All of the offers soon showed up as completed on the emarketresearchgroup website except for Blockbuster and Rhapsody. I called Blockbuster, and soon had that taken care of, but with Rhapsody it appeared to be impossible to talk to an actual person. I cancelled Rhapsody and went back to the sponsor offers page two to find something else. I settled on the Entertainment Book of coupons to local merchants. The coupons to places we frequent will more than make up for the $30 I paid for the book.

My status was now updated to show that I had completed all of the required sponsor offers. I made screen shots of the web pages, just in case. My next step was to print my voucher, fill it out, and mail it in. Done, done and done. I even used certified mail just to be sure. According to the USPS website my voucher arrived on December 18. I gave it two weeks, but my status had not updated to show that they had received the voucher, so I gave them a call. There was no option to talk to someone, but I was able to leave a voicemail. My hopes were beginning to fade. Chin up! The next day I received a call back and was told that they are behind in processing the vouchers, so while mine may have arrived, it could take up to three weeks to process. One week later still no update on the website, so I placed another call. Again, my call was returned the next day and I was assured that they had indeed received my voucher and an order would soon be on its way to their fulfillment center.

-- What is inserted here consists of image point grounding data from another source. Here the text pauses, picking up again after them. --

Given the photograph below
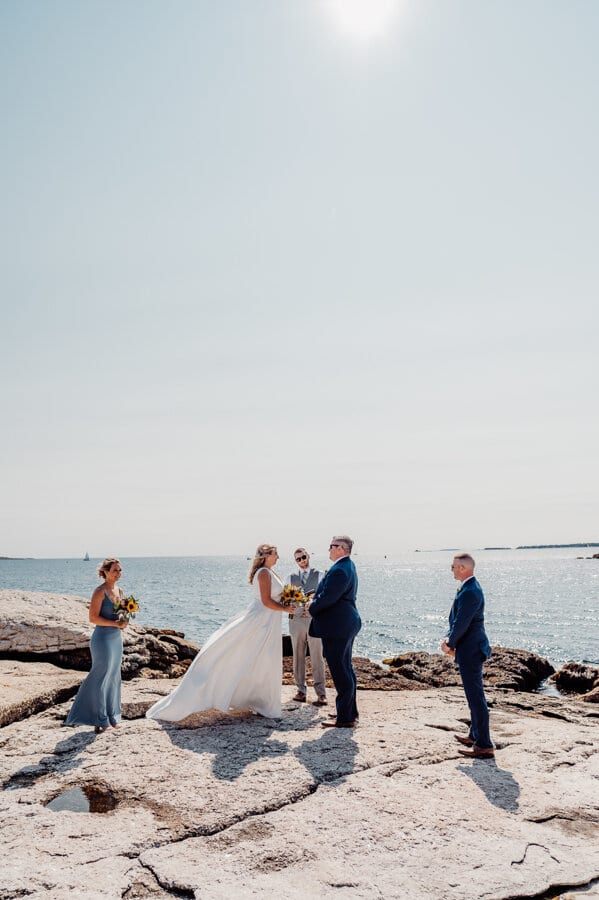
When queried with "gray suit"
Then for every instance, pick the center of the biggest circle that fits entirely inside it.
(300, 640)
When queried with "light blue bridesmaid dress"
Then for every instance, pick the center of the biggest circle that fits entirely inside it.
(98, 701)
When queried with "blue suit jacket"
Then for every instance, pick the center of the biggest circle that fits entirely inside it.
(333, 609)
(467, 635)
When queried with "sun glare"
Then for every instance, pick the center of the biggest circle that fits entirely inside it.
(363, 19)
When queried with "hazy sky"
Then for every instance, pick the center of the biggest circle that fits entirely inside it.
(274, 272)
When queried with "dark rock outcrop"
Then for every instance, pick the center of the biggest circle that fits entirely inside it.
(578, 678)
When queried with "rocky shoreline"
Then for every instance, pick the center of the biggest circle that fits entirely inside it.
(234, 805)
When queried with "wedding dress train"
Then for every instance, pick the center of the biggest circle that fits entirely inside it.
(239, 666)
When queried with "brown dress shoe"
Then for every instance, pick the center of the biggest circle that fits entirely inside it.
(478, 752)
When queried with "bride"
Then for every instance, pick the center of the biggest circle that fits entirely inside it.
(240, 665)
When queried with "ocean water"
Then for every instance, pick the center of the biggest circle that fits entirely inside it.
(546, 601)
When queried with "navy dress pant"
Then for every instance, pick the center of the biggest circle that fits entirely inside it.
(471, 672)
(338, 654)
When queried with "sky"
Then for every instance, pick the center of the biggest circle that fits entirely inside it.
(274, 270)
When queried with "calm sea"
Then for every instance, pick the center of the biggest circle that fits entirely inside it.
(542, 600)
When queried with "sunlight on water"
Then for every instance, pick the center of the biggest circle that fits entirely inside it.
(544, 601)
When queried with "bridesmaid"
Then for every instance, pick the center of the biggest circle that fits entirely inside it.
(98, 701)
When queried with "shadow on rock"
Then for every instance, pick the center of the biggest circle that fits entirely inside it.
(234, 740)
(66, 756)
(498, 785)
(330, 757)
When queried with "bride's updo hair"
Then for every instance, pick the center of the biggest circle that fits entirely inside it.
(107, 566)
(259, 559)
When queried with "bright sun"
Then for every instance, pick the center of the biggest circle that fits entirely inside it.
(363, 19)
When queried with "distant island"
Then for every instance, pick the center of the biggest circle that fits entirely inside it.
(555, 546)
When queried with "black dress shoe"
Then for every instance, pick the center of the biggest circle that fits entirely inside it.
(478, 752)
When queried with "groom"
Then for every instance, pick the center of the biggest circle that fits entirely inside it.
(335, 619)
(467, 642)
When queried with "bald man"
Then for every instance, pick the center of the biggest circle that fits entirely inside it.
(467, 642)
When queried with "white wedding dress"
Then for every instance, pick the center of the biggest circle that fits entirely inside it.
(239, 666)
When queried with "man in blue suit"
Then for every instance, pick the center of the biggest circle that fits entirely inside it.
(336, 621)
(467, 641)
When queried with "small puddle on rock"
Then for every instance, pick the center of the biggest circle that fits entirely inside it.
(86, 799)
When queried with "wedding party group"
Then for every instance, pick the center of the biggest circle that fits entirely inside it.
(239, 666)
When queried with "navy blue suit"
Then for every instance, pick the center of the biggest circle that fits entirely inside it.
(467, 636)
(336, 620)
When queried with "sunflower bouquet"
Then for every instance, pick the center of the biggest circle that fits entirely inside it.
(126, 608)
(293, 596)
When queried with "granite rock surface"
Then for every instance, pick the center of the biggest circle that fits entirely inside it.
(236, 805)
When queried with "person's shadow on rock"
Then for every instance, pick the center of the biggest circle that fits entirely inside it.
(234, 740)
(67, 755)
(330, 757)
(498, 785)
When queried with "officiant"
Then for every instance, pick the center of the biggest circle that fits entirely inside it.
(299, 622)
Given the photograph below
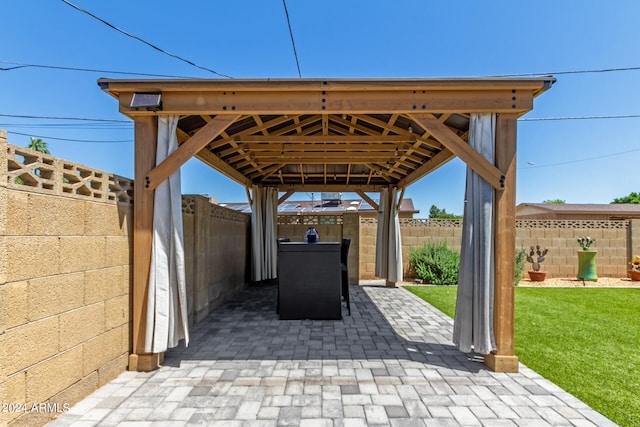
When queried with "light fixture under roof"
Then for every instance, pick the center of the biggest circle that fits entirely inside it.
(150, 101)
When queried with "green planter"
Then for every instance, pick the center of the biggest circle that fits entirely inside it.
(587, 266)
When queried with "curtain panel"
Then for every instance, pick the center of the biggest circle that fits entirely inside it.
(473, 322)
(167, 321)
(389, 241)
(264, 233)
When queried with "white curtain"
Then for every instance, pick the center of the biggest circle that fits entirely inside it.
(473, 323)
(389, 242)
(167, 321)
(264, 233)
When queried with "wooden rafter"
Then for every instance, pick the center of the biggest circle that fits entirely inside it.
(187, 150)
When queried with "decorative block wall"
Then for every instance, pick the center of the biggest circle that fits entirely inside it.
(65, 277)
(64, 281)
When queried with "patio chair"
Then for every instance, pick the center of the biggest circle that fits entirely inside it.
(344, 256)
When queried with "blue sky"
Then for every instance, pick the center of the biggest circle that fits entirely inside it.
(579, 160)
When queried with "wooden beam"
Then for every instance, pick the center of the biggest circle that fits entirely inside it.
(285, 196)
(504, 358)
(364, 195)
(352, 188)
(146, 136)
(460, 148)
(187, 150)
(338, 102)
(322, 138)
(224, 87)
(434, 163)
(221, 166)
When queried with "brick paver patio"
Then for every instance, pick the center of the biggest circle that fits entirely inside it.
(389, 364)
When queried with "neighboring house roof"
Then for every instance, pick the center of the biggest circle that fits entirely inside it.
(614, 210)
(329, 207)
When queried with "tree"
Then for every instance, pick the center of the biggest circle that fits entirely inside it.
(435, 212)
(38, 145)
(633, 198)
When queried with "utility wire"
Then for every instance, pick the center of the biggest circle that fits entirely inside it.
(64, 118)
(73, 140)
(601, 70)
(293, 43)
(538, 119)
(90, 70)
(144, 41)
(534, 166)
(530, 119)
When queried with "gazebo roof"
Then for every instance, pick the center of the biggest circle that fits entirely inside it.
(329, 135)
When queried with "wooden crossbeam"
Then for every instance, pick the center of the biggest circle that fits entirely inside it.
(321, 138)
(369, 200)
(434, 163)
(460, 148)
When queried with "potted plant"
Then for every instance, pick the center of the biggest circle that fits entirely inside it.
(535, 257)
(587, 260)
(634, 271)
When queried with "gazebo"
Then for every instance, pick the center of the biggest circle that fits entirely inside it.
(283, 136)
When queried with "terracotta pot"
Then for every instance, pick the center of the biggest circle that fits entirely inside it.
(537, 276)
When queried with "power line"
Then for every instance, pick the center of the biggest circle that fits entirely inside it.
(538, 119)
(73, 140)
(533, 166)
(90, 70)
(598, 70)
(64, 118)
(144, 41)
(293, 43)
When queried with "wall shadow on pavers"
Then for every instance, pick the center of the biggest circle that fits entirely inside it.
(247, 328)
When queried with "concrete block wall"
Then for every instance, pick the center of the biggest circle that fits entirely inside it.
(561, 238)
(217, 254)
(616, 242)
(64, 295)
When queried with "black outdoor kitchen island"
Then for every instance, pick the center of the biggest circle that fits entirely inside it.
(309, 281)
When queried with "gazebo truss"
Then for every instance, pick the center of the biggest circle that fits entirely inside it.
(328, 135)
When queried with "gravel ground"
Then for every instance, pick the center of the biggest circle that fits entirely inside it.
(609, 282)
(557, 282)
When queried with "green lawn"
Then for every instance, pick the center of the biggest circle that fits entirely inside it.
(585, 340)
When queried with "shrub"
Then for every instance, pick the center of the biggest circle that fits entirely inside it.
(436, 263)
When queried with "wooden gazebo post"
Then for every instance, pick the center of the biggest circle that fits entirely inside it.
(504, 358)
(146, 137)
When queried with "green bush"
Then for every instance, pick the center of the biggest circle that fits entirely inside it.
(436, 263)
(521, 255)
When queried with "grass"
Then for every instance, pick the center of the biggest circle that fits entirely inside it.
(585, 340)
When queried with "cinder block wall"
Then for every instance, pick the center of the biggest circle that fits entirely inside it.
(561, 238)
(64, 282)
(217, 254)
(616, 242)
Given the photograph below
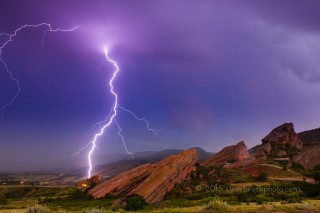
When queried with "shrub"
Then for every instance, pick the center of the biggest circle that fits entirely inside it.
(37, 209)
(3, 201)
(134, 203)
(94, 210)
(216, 205)
(243, 197)
(262, 176)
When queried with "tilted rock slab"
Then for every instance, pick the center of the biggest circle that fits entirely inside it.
(122, 183)
(151, 181)
(165, 175)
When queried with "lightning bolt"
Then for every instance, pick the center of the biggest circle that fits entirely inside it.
(122, 139)
(113, 113)
(10, 39)
(111, 118)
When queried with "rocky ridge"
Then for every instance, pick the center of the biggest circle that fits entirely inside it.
(150, 181)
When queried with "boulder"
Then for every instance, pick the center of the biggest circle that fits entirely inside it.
(281, 137)
(229, 154)
(151, 181)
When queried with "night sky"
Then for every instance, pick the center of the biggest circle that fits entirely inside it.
(207, 73)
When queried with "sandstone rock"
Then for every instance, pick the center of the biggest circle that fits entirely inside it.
(229, 154)
(165, 175)
(259, 153)
(266, 147)
(309, 157)
(282, 136)
(280, 153)
(151, 181)
(122, 183)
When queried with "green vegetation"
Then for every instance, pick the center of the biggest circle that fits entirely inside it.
(134, 203)
(207, 189)
(216, 205)
(37, 209)
(316, 173)
(263, 176)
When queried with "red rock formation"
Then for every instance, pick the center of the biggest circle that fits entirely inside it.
(280, 137)
(165, 175)
(309, 157)
(229, 154)
(151, 181)
(123, 183)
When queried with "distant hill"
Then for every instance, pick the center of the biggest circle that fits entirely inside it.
(111, 169)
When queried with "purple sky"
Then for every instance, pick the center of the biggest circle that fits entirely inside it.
(208, 73)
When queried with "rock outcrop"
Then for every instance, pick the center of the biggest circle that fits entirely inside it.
(165, 175)
(151, 181)
(229, 154)
(123, 183)
(309, 157)
(281, 137)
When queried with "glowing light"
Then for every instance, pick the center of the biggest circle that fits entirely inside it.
(10, 39)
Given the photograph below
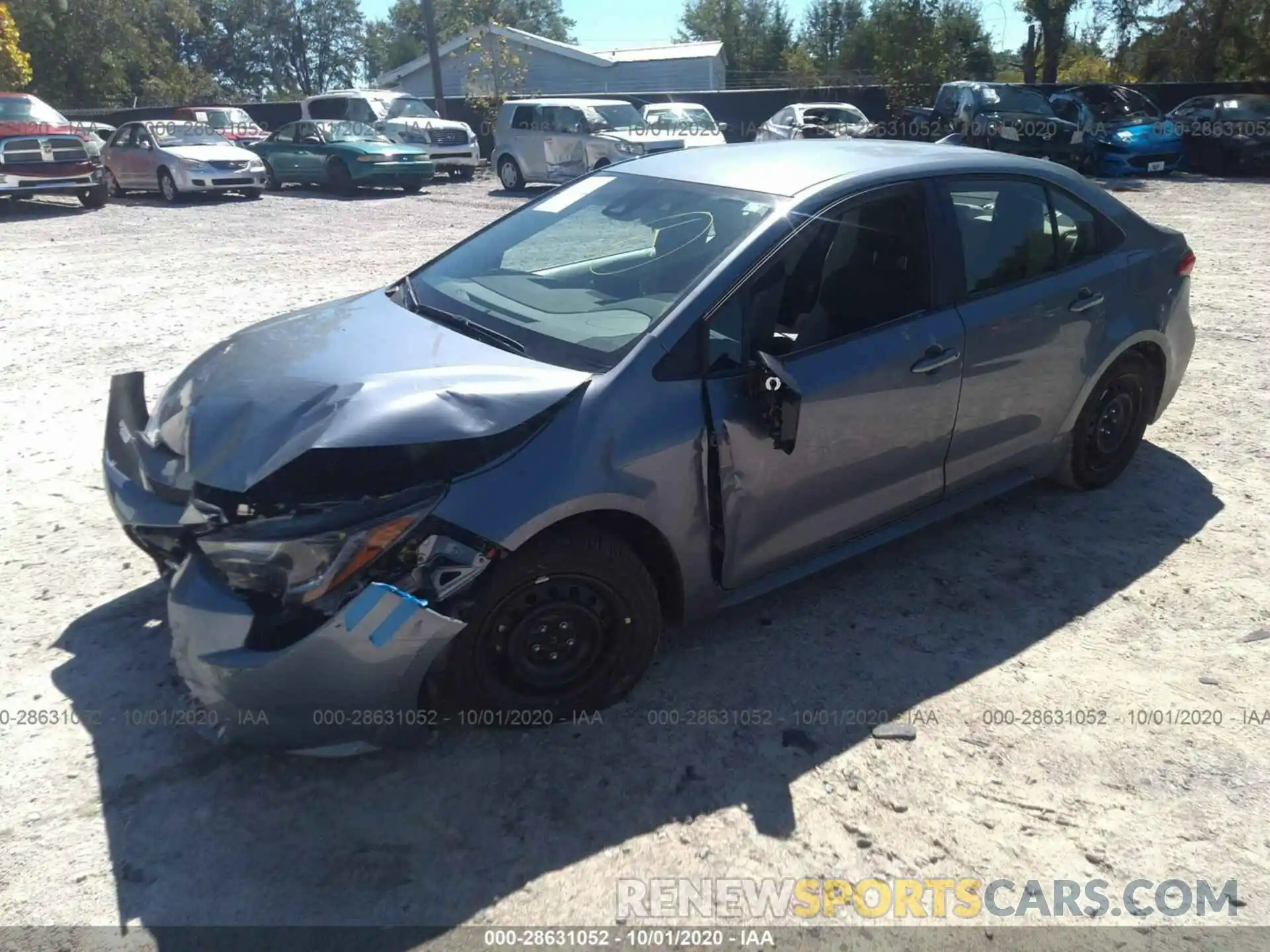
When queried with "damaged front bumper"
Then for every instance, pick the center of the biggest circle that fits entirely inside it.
(349, 680)
(355, 681)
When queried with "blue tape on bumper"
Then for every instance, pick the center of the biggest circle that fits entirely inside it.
(365, 603)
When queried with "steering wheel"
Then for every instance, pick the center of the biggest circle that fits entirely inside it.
(687, 227)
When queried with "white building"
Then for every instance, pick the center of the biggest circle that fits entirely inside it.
(494, 60)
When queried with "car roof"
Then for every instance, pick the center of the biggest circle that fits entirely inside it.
(792, 168)
(570, 100)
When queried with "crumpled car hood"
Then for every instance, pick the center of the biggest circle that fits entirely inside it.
(359, 372)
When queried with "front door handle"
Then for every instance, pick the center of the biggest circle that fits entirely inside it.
(941, 360)
(1087, 300)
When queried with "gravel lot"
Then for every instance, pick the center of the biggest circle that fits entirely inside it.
(1136, 598)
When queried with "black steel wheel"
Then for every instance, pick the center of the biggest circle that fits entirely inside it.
(1111, 423)
(567, 625)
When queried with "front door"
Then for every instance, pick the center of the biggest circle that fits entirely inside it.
(1039, 284)
(846, 309)
(566, 143)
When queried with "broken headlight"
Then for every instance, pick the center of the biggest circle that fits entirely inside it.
(299, 560)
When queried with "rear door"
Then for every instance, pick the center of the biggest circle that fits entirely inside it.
(846, 307)
(1040, 273)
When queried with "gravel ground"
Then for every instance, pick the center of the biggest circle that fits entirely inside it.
(1136, 598)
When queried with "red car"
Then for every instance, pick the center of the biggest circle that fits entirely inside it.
(42, 153)
(232, 122)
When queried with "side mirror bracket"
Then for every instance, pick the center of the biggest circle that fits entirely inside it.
(778, 390)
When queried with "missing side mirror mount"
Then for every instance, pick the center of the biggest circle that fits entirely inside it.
(773, 383)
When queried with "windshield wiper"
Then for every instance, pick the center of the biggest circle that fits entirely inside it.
(478, 331)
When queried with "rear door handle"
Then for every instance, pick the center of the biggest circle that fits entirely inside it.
(941, 360)
(1087, 300)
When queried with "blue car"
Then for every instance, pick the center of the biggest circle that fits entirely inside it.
(1126, 134)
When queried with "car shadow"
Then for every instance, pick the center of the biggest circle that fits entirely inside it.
(44, 207)
(429, 837)
(523, 194)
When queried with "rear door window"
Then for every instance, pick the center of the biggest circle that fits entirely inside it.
(1006, 231)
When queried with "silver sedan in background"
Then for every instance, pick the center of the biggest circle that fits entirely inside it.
(178, 158)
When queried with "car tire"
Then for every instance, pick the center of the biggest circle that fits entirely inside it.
(95, 197)
(272, 179)
(1111, 424)
(341, 178)
(168, 187)
(509, 175)
(582, 594)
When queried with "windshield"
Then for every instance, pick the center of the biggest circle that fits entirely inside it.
(695, 120)
(1246, 108)
(1118, 104)
(1011, 99)
(409, 107)
(581, 276)
(603, 118)
(30, 110)
(185, 134)
(351, 132)
(833, 116)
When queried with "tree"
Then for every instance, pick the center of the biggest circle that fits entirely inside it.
(15, 63)
(1050, 19)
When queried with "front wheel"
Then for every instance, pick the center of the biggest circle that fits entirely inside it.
(95, 197)
(1111, 423)
(567, 625)
(509, 175)
(341, 178)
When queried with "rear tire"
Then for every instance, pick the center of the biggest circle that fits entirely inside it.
(567, 625)
(1111, 423)
(509, 175)
(95, 197)
(168, 187)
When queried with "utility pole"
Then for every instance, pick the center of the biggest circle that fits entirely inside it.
(429, 22)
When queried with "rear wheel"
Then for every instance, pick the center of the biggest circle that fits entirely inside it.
(95, 197)
(341, 178)
(509, 175)
(567, 625)
(168, 187)
(271, 178)
(1111, 423)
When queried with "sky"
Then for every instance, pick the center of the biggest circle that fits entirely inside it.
(607, 26)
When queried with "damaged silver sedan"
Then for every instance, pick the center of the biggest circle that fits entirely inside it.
(667, 387)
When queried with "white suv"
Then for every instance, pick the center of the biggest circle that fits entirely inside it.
(556, 140)
(404, 118)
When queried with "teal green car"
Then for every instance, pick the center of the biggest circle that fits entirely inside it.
(343, 155)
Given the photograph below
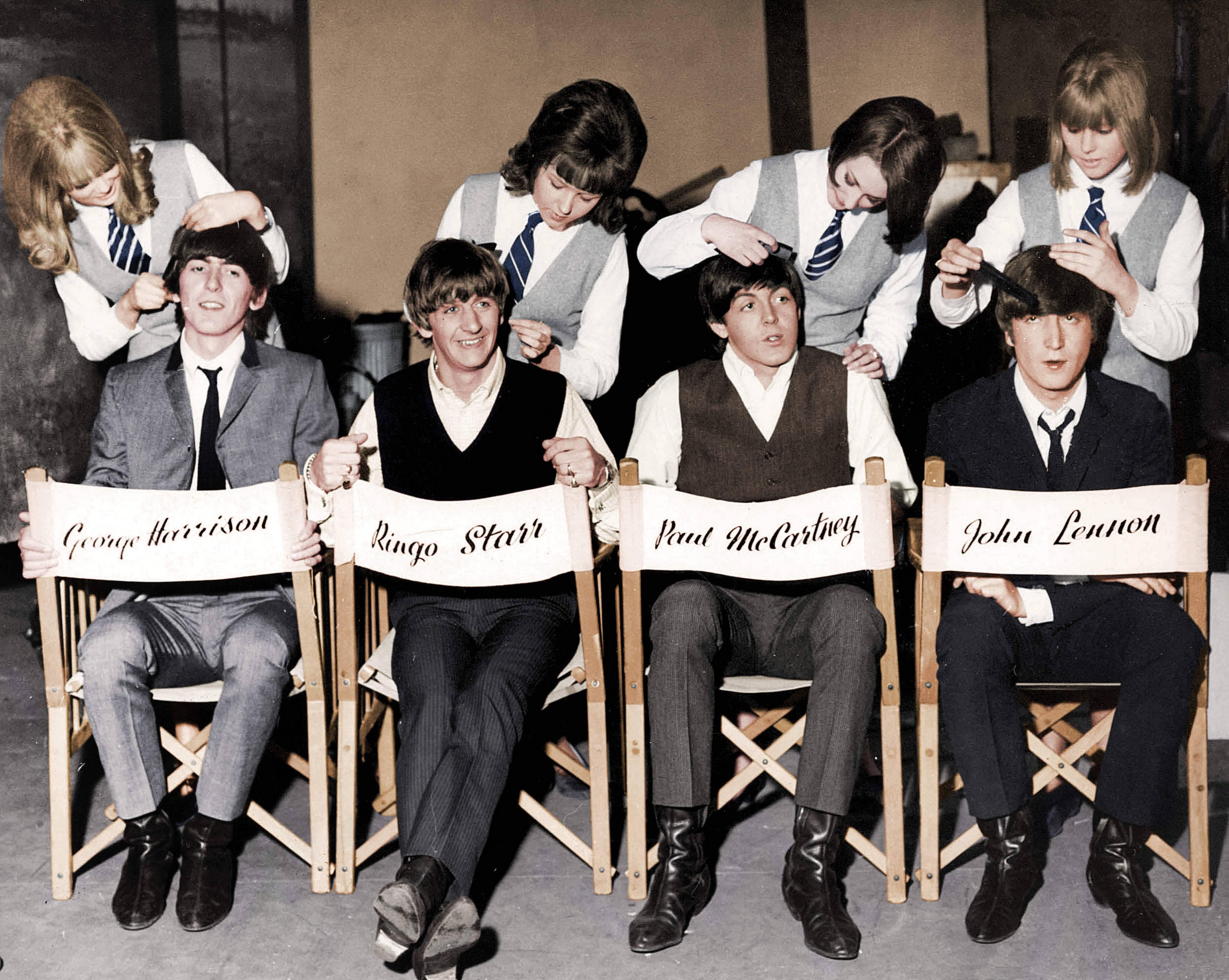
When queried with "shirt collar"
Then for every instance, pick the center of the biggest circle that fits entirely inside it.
(1035, 410)
(1113, 181)
(228, 360)
(481, 394)
(740, 371)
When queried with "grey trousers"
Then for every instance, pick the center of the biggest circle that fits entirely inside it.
(244, 639)
(702, 632)
(469, 669)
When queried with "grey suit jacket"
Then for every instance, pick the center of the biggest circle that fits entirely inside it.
(280, 409)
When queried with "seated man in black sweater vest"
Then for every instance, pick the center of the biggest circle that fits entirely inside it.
(469, 663)
(1049, 425)
(769, 420)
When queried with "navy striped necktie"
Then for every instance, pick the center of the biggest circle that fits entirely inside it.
(126, 250)
(520, 256)
(828, 251)
(1096, 213)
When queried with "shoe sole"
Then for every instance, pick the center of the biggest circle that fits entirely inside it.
(401, 913)
(454, 930)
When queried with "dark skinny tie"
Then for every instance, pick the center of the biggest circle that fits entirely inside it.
(520, 256)
(210, 470)
(1055, 460)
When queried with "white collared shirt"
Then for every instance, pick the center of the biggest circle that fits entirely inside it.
(677, 243)
(463, 421)
(94, 328)
(1166, 319)
(1054, 417)
(198, 384)
(657, 438)
(593, 362)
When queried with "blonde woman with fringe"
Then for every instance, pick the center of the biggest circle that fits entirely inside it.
(99, 212)
(1105, 212)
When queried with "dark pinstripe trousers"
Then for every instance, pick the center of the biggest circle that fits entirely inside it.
(469, 668)
(704, 631)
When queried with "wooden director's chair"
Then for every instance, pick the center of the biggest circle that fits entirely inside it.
(364, 658)
(67, 607)
(1040, 701)
(774, 722)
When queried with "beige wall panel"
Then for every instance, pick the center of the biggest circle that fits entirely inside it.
(410, 98)
(931, 50)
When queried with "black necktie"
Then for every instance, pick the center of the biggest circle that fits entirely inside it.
(1055, 460)
(210, 470)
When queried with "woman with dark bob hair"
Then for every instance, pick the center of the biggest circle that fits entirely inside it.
(99, 212)
(555, 214)
(855, 214)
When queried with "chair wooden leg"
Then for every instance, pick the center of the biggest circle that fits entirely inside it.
(894, 805)
(600, 798)
(60, 782)
(637, 806)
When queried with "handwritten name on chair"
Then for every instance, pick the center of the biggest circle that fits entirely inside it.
(498, 540)
(137, 535)
(827, 533)
(1090, 533)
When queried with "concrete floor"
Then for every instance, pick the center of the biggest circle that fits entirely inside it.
(541, 919)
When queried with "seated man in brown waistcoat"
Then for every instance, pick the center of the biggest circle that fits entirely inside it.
(769, 420)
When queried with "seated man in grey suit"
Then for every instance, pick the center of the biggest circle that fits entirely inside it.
(770, 420)
(1050, 425)
(216, 410)
(469, 663)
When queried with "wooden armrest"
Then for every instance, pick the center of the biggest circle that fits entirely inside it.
(915, 543)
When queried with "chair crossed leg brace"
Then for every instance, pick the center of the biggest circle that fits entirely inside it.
(1048, 716)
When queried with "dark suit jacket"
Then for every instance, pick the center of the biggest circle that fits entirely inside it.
(280, 409)
(985, 441)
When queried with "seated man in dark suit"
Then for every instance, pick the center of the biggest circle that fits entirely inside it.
(216, 410)
(469, 663)
(769, 420)
(1050, 425)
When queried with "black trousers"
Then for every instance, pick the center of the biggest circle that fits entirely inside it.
(704, 631)
(1102, 632)
(468, 671)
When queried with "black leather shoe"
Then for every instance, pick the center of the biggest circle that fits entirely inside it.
(681, 884)
(207, 877)
(454, 930)
(1117, 880)
(1011, 877)
(811, 886)
(409, 904)
(146, 881)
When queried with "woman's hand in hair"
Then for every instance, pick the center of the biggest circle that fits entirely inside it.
(216, 211)
(863, 360)
(147, 293)
(956, 262)
(1096, 258)
(745, 244)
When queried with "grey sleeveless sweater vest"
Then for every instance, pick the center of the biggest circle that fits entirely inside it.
(176, 192)
(723, 453)
(1140, 248)
(559, 298)
(838, 302)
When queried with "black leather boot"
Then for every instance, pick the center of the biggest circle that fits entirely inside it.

I'm feeling good about my chances of getting the iPod, but time will tell. All said and done, I would estimate that I spent about three hours working for it, and about $25 (not including the Entertainment Book which will pay for itself).

A side note about the eharmony.com trial. While signing up I realized that I was actually giving thoughtful responses to the questions used to generate the matches. I decided that since I was signing up to get a free iPod, not dates, that I would speed up the process by clicking random radio buttons for my answers. Then I decided that I would have some fun and choose the least desirable answers. Such as answering "1" for "I think it is important to listen to my partner. 1 being not important, and 10 being very important." After answering many of these in this manner I was presented with five matches upon completing the process. Maybe there really is someone for everyone.